Les données de laboratoire sont corroborées par des essais sur le terrain et montrent que l’irrigation goutte à goutte ou par inondation pendant la maturation n’entraîne pas de dilution de la qualité des fruits. Cependant, les précipitations et l’irrigation par aspersion, ou même simplement des conditions très humides, empêchent non seulement l’évaporation de l’eau des baies, mais entraînent également une absorption d’eau à travers leur peau. Cet excès d’eau ralentit l’accumulation de sucre et de couleur et peut même entraîner la fissuration des baies en cours de maturation. Si la pluie continue, elle éliminera les sucres et diluera ainsi les baies fissurées. Mais si la pluie s’arrête, les baies fissurées commencent à rétrécir, ce qui tend à les concentrer.
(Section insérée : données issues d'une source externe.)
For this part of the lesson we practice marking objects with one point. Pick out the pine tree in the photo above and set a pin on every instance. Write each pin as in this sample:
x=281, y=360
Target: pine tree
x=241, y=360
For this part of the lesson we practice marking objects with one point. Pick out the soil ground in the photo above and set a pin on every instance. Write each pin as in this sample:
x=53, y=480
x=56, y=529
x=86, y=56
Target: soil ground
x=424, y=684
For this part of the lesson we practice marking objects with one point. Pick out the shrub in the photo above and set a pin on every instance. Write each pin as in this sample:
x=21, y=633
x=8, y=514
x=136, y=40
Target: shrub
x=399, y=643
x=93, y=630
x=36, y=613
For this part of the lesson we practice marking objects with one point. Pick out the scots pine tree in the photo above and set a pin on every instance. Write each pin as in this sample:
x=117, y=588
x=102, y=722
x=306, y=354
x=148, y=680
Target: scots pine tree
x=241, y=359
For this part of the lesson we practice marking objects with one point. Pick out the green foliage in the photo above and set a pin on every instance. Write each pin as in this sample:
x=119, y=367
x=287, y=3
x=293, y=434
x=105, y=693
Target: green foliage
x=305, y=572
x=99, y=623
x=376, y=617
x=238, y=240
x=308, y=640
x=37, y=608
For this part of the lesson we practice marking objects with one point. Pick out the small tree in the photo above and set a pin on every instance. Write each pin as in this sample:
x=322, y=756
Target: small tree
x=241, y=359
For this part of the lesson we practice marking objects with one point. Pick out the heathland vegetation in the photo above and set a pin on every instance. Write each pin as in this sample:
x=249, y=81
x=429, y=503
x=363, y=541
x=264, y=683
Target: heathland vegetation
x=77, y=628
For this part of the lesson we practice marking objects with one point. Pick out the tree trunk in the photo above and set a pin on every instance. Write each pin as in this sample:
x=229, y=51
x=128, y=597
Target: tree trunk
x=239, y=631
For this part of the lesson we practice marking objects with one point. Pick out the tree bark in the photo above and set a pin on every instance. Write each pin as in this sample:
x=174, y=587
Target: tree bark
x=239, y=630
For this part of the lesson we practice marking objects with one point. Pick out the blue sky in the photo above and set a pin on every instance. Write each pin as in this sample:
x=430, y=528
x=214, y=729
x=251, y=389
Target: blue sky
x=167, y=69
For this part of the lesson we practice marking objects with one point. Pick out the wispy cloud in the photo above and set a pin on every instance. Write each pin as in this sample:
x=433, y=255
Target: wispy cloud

Par conséquent, le fait que ces précipitations ou ces irrigations par aspersion diluent la qualité des fruits dépend du délai entre leur apparition et la récolte des raisins, ainsi que du temps dont ceux-ci disposent pour sécher avant ou après la récolte. De plus, nos recherches ont montré pourquoi les raisins mûrissent plus rapidement dans des conditions sèches et chaudes que dans des conditions humides et fraîches : les premières favorisent l’élimination de l’excès d’eau des baies, tandis que les secondes aggravent cet excès.

CV succinct :
Markus Keller est professeur émérite de viticulture au Centre de recherche et de vulgarisation agricole irriguée de l’Université de l’État de Washington à Prosser, dans le nord-ouest des États-Unis. Il est titulaire d’une maîtrise en sciences végétales et d’un doctorat en sciences naturelles de l’École polytechnique fédérale de Zurich. Il a mené des recherches et enseigné la viticulture et la physiologie du raisin en Europe, en Australie, en Amérique du Nord et en Amérique du Sud. Ses recherches portent sur les facteurs environnementaux et les pratiques de gestion qui influencent la physiologie des cultures et la production de raisins destinés à la vinification et à la production de jus. Il a publié plus de 100 articles scientifiques et professionnels et est l’auteur du manuel primé « The Science of Grapevines – Anatomy and Physiology » (La science de la vigne – Anatomie et physiologie).